# What can be the reason my test loss is so low?

Hi,

I’m trying to train a language model using a BiLSTM, but I’m getting really weird values for the test loss.

A training epoch looks like this:

``````for batch in tqdm(get_batches(train, BATCH_SIZE, shuffle=True)):

X, y, lengths = batch
batch_size, seq_len = X.size()
hidden = model.init_hidden(batch_size)

yhat, hidden = model(X, lengths, hidden)
yhat = yhat.permute(1, 2, 0)
loss = loss_function(yhat, y)
loss.backward()
optimizer.step()
total_train_loss += loss.item()
hidden = (hidden[0].detach(), hidden[1].detach())
``````

and my test loop looks like this:

``````model.eval()
for batch in tqdm(get_batches(test, 1, shuffle=False)):
X, y, lengths = batch
batch_size, seq_len = X.size()
hidden = model.init_hidden(batch_size)

yhat, hidden = model(X, lengths, hidden)
yhat = yhat.permute(1, 2, 0)
loss = loss_function(yhat, y)

total_test_loss += loss.item()
hidden = (hidden[0].detach(), hidden[1].detach())
``````

I’m getting a loss of 1.43, and that’s without dividing it by the number of batches.

Anyone has any idea why would that happen?
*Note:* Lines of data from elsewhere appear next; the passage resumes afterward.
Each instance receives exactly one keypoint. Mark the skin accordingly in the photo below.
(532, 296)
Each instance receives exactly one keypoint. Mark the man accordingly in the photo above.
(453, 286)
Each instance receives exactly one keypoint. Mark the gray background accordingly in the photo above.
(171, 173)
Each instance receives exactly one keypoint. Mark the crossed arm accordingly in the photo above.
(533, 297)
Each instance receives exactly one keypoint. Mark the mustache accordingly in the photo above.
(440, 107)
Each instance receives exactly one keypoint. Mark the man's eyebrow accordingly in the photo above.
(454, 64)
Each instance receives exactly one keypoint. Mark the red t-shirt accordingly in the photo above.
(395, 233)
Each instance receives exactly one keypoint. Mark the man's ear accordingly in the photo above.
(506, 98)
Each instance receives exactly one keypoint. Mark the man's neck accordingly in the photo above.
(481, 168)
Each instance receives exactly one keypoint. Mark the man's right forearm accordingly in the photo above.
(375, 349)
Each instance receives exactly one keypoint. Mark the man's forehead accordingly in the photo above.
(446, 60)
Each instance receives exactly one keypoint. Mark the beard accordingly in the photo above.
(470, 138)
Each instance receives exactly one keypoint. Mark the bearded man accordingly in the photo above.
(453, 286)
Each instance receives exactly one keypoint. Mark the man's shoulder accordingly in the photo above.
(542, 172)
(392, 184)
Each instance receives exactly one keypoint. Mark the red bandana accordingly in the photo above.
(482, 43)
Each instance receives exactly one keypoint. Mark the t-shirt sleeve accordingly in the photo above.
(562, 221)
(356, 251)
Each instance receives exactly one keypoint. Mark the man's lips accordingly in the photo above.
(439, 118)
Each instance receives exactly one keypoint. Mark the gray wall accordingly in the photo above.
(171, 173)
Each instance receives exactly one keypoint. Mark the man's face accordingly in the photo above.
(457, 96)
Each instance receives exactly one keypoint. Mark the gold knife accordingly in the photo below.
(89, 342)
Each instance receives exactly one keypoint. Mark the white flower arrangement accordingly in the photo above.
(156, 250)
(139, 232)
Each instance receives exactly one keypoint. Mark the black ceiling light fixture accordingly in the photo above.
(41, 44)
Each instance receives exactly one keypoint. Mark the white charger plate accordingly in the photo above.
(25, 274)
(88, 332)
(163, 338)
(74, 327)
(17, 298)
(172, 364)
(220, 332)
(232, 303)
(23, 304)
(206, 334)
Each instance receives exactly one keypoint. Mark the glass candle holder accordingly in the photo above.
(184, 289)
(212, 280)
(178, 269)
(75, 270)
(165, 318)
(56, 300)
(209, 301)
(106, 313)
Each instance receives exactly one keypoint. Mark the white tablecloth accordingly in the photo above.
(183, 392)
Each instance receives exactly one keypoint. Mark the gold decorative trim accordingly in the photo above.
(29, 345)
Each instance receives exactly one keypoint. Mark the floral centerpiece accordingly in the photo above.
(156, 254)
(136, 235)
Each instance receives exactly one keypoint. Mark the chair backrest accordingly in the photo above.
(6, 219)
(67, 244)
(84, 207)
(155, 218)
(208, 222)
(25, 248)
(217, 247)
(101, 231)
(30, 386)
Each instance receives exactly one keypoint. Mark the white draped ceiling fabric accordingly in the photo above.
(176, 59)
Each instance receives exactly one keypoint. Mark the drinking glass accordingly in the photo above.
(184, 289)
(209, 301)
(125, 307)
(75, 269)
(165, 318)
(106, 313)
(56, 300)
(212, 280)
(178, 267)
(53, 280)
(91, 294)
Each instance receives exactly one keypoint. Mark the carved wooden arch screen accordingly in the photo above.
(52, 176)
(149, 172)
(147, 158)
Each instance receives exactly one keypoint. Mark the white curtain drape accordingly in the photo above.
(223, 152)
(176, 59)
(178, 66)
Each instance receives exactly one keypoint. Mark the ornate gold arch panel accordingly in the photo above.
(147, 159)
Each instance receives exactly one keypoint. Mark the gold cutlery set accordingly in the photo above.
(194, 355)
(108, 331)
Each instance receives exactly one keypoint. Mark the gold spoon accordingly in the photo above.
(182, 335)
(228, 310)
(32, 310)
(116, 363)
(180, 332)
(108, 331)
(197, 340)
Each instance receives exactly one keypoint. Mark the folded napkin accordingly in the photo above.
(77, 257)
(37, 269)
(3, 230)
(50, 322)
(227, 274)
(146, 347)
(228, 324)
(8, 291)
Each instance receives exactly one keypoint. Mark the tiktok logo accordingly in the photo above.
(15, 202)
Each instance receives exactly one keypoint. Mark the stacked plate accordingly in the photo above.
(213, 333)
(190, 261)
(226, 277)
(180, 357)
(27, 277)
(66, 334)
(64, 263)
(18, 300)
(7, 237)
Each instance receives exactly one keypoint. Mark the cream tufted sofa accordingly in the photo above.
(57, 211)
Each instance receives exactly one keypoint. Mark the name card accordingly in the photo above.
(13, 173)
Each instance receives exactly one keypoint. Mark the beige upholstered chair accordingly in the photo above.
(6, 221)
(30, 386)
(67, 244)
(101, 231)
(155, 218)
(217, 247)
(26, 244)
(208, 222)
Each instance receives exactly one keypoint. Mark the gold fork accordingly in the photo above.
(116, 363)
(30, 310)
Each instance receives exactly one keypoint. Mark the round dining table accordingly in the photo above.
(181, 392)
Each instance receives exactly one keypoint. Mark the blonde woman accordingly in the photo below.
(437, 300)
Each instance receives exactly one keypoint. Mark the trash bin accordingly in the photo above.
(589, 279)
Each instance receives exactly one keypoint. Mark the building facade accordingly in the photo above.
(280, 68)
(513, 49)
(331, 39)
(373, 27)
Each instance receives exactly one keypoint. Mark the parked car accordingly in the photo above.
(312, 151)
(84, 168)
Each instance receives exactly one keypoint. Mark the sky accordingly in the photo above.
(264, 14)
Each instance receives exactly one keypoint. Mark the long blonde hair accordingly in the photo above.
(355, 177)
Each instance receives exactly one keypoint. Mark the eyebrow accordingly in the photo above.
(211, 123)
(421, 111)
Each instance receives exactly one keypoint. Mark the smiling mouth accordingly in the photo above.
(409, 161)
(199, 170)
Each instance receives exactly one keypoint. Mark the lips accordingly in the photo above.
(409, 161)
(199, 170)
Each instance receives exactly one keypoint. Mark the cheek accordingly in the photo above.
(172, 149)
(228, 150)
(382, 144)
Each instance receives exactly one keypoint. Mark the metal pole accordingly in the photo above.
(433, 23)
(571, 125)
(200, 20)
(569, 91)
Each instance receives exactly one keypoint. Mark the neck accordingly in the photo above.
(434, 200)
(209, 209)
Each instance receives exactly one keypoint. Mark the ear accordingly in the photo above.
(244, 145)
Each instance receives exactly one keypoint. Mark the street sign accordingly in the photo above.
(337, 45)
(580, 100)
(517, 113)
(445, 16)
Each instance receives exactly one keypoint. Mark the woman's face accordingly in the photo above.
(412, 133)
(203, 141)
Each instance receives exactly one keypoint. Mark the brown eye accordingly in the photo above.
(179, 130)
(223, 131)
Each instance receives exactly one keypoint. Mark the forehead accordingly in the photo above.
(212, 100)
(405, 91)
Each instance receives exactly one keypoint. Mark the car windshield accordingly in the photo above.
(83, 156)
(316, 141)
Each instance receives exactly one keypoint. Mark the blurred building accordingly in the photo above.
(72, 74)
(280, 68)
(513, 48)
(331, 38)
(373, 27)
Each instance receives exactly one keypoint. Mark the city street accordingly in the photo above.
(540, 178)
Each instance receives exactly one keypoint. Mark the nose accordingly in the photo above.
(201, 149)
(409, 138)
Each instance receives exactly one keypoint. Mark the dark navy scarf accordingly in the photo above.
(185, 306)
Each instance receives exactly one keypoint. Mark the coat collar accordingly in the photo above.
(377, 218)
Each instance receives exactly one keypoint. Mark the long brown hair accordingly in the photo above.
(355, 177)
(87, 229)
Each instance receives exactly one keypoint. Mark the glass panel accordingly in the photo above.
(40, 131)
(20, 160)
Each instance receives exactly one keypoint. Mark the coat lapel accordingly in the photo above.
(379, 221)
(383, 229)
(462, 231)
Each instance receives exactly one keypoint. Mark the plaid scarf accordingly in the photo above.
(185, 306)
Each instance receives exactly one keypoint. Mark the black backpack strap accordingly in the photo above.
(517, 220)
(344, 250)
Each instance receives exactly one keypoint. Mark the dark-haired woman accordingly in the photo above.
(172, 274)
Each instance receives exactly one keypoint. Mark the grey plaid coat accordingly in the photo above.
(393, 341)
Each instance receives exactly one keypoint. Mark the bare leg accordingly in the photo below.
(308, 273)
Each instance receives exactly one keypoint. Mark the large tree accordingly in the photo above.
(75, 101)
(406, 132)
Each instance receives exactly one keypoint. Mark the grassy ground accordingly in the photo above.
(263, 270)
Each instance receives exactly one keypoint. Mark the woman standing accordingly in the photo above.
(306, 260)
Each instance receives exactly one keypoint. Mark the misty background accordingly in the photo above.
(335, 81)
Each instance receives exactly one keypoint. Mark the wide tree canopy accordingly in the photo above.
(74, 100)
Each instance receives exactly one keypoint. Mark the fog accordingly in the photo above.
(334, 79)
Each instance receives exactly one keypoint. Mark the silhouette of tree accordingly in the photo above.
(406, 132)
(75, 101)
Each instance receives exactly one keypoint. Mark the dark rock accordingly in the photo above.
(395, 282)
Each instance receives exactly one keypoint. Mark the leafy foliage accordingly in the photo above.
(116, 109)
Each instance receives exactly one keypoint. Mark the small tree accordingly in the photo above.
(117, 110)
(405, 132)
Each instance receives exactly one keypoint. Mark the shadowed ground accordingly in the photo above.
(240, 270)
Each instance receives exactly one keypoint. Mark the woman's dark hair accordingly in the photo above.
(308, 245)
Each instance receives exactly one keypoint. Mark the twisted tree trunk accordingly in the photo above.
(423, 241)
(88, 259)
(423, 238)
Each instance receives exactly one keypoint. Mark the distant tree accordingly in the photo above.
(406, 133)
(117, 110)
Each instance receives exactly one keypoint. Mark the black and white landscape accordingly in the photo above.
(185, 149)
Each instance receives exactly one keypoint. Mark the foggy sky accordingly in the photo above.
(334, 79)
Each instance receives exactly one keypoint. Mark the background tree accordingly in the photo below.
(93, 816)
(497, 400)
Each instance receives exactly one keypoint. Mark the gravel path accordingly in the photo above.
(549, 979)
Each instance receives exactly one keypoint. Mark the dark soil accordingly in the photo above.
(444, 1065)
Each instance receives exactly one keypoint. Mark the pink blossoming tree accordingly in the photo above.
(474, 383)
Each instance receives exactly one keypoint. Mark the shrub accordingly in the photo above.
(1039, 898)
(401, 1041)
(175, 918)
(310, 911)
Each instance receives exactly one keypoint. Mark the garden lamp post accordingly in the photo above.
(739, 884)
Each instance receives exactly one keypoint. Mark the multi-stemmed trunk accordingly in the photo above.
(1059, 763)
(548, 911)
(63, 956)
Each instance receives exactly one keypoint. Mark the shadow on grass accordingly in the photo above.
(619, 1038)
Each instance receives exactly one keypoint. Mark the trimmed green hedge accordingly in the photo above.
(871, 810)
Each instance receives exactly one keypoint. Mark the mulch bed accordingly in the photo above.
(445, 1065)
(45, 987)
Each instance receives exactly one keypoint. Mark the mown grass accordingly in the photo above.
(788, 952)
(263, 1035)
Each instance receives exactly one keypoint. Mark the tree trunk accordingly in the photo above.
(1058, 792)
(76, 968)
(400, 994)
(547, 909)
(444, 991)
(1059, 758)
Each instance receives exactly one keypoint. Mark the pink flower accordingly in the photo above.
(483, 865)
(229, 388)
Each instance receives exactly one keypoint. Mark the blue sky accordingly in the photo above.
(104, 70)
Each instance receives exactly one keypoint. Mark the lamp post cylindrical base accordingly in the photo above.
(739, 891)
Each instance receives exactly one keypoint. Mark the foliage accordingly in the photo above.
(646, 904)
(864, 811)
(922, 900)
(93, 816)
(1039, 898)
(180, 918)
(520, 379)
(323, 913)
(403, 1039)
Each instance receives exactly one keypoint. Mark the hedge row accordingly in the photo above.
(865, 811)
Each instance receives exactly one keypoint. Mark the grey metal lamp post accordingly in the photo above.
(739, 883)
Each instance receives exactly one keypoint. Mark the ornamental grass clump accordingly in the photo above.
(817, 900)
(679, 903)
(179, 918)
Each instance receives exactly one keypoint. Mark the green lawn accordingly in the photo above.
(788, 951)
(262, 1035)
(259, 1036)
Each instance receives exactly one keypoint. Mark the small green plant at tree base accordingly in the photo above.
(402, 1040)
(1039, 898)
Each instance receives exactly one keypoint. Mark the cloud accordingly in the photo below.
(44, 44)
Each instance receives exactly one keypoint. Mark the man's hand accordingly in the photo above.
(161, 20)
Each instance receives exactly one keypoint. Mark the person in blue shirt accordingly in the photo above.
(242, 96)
I’m using `nn.CrossEntropyLoss(ignore_index=PAD)` as the loss function.

Thanks!

I’ve seen in several tutorials that I need to view my `yhat` as `yhat.view(-1, VOCAB_SIZE)`. Can anyone explain why would I need (or don’t need) to do that?

The tensor `y` is a 2D tensor of sshape `(batch_size, VOCAB_SIZE)`. So, when you pass `yhat` and `y` to `loss_fucntion`, you want to make sure that `yhat` has the same shape as `y`. So using `yhat.view(-1, VOCAB_SIZE)` will do the job.

It also runs without it, so I was wondering if that’s important… My loss seems wrong on both instances…

Can you show the way you defined `loss_function`?

`loss_function = nn.CrossEntropyLoss(ignore_index=PAD)` where `PAD` is zero.

CrossEntropyLoss has a parameter called `reduction` which its default value is `reduction='elementwise_mean'`. That means it automatically devide the computed loss by all elements which is `batch_size * VOCAB_SIZE`.

If you do not want to device by the VOCAB_SIZE and only compute the mean of the loss with respect to each batch, then you should do the following:

``````## define the loss
``````

and in your training call it as follows

``````loss = loss_function(yhat, y) / len(y)
``````

I’ll try that, thanks!

No luck… Now the loss is huge, and validation loss is rising instead of lowering… Maybe I’m missing something.
How would you train this model?

``````class BiLSTM(nn.Module):
def __init__(self, vocab_size, embedding_dim, hidden_size, num_layers, dropout_prob=0.5):
super(BiLSTM, self).__init__()
self.embedding_dim = embedding_dim
self.hidden_size = hidden_size
self.num_layers = num_layers

self.dropout = nn.Dropout(p=dropout_prob)
self.embedding = nn.Embedding(vocab_size, embedding_dim)
self.lstm = nn.LSTM(embedding_dim, hidden_size, num_layers, batch_first=True, dropout=dropout_prob, bidirectional=True)
self.fc = nn.Linear(2 * hidden_size, vocab_size)

def forward(self, input, lengths, hidden):
embed = self.dropout(self.embedding(input))
packed_out, hidden = self.lstm(packed, hidden)
out = self.dropout(out)
out = self.fc(out)
return out, hidden

def init_hidden(self, batch_size):
return (torch.zeros(2 * self.num_layers, batch_size, self.hidden_size).to(device),
torch.zeros(2 * self.num_layers, batch_size, self.hidden_size).to(device))
``````

Thanks again!

Now the loss is not divided by the `VOCAB_SIZE` so it is expected to be higher. If there is a problem with the training, then you might need to reduce the `learning_rate`. The reason is given that the loss is scaled, then the gradients are scaled as well, so the update steps are larger. So you can lower the `learning_rate` to avoid that.

I thought if I used Adam then playing with the learning rate will be less of a problem. You recommend another optimizer?

Well, it’s true that Adam is able to adjust the learning rate based on the estimated moments. However, if the initial learning rate is to high, it can diverge quickly.

By monitoring the training losses you can understand if it is diverging due to high learning rate or not.